ERIE, Pa. — Artistry and the environment will come together in a public project unveiled Wednesday by Environment Erie and the Erie County Conservation District.
The agencies are pairing with the Pennsylvania Department of Environmental Protection to present the “Don’t Give Up the Drip” community rain barrel art project. Fifty local artists will decorate 50 plastic barrels that will be displayed at 50 Erie County businesses in summer 2016.
The embellished 55-gallon containers will collect rainwater that can be used for plants or gardens at the businesses and will be accessible for the public to view, organizers said.
“We are introducing these barrels as a way to show that harvesting rainwater can be functional, yet it can also be aesthetically pleasing,” said Kristen Currier, environmental educator at the Conservation District.
She and Nate Millet, education manager for Environment Erie, hope that Don’t Give Up the Drip catches on like GoFish and LeapFrog, popular public art projects in the past.
Millet said people can participate in this project in three ways.
Artists who are at least 18 years old and live or have a studio in Erie County can apply to decorate a barrel. Millet said artists will receive a $600 stipend.

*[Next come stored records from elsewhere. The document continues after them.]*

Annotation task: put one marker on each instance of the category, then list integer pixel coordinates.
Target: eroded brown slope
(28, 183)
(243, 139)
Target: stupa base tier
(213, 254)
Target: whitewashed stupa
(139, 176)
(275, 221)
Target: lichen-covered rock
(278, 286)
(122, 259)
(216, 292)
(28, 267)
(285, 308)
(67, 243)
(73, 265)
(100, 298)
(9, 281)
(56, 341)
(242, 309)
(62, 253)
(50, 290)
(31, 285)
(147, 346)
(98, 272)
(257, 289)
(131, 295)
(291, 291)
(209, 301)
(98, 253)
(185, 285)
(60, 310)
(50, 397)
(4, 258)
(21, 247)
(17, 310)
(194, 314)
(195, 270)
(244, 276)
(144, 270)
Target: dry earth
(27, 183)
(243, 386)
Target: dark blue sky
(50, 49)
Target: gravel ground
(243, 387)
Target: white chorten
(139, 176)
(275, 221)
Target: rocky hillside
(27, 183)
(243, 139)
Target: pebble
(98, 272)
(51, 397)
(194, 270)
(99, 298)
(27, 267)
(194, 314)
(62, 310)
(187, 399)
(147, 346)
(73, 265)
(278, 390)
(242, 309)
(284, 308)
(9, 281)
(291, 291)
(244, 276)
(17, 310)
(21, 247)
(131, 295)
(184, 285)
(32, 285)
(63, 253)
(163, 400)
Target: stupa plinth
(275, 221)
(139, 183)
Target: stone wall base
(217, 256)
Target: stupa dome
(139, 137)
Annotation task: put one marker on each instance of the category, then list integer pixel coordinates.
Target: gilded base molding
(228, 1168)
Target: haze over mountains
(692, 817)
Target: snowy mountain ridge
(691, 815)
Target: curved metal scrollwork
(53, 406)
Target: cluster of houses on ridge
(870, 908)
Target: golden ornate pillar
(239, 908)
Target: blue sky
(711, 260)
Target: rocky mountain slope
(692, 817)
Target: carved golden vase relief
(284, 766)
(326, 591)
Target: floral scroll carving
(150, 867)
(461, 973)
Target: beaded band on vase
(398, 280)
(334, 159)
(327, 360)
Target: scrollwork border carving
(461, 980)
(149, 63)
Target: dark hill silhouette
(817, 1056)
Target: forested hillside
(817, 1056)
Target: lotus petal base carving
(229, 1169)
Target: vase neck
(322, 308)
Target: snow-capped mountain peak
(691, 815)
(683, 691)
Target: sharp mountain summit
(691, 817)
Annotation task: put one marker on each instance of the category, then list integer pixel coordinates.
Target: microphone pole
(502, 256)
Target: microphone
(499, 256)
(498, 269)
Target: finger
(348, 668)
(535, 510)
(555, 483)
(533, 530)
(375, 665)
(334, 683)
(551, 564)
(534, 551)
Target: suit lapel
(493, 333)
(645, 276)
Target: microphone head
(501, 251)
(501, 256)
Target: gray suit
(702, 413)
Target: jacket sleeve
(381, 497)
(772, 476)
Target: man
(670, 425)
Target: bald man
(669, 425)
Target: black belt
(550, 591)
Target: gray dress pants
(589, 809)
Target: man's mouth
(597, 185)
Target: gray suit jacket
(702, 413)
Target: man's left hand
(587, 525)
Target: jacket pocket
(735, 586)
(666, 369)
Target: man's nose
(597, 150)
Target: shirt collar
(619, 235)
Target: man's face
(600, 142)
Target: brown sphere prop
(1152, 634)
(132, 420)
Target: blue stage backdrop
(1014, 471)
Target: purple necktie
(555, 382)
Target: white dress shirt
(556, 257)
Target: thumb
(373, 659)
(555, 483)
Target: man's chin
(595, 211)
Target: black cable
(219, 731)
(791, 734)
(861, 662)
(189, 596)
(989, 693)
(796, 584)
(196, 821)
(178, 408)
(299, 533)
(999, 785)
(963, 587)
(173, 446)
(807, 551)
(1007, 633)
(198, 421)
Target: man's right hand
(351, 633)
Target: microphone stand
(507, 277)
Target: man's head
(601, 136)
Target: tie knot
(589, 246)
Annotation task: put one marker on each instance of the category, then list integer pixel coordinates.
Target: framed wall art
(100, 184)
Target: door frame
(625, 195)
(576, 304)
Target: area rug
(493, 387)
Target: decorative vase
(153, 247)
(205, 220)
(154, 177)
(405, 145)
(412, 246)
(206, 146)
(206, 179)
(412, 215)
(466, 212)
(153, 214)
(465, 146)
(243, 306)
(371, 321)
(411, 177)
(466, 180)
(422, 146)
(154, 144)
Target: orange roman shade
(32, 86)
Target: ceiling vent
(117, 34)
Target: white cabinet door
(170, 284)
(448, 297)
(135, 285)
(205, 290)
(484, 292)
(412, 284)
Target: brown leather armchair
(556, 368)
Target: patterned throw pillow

Erie County businesses can host a barrel at their sites for $200. Millet said businesses will get to keep the barrels and use the rainwater from them as long as they last.
Project officials will install the barrels and explain how they work.
Corporate sponsors can contribute to help with the project.
Artist proposals are due Oct. 30, with the barrels to be exhibited at the Home and Garden Expo in March and installed in April, Millet and Currier said.
Millet said brochures will be available at host sites with information about the businesses, the artists and the importance of harvesting rainwater.
Maps will show where barrels are located for people who want to travel around and “take selfies,” he said.
Millet and Currier encouraged people to share their photos via social media. The environmental educators said they also want the project to inspire more people to conserve and preserve rainwater by using barrels.
“We’re hoping people observe this project and then go out and make their own rain barrels,” Currier said.
She and Millet said the barrels, which are 35 inches high with a circumference of 72 inches, will fill up in a typical rainstorm. The water can then be used for purposes even beyond watering plants.
“There’s nothing wrong with using rainwater to wash your car,” Currier said.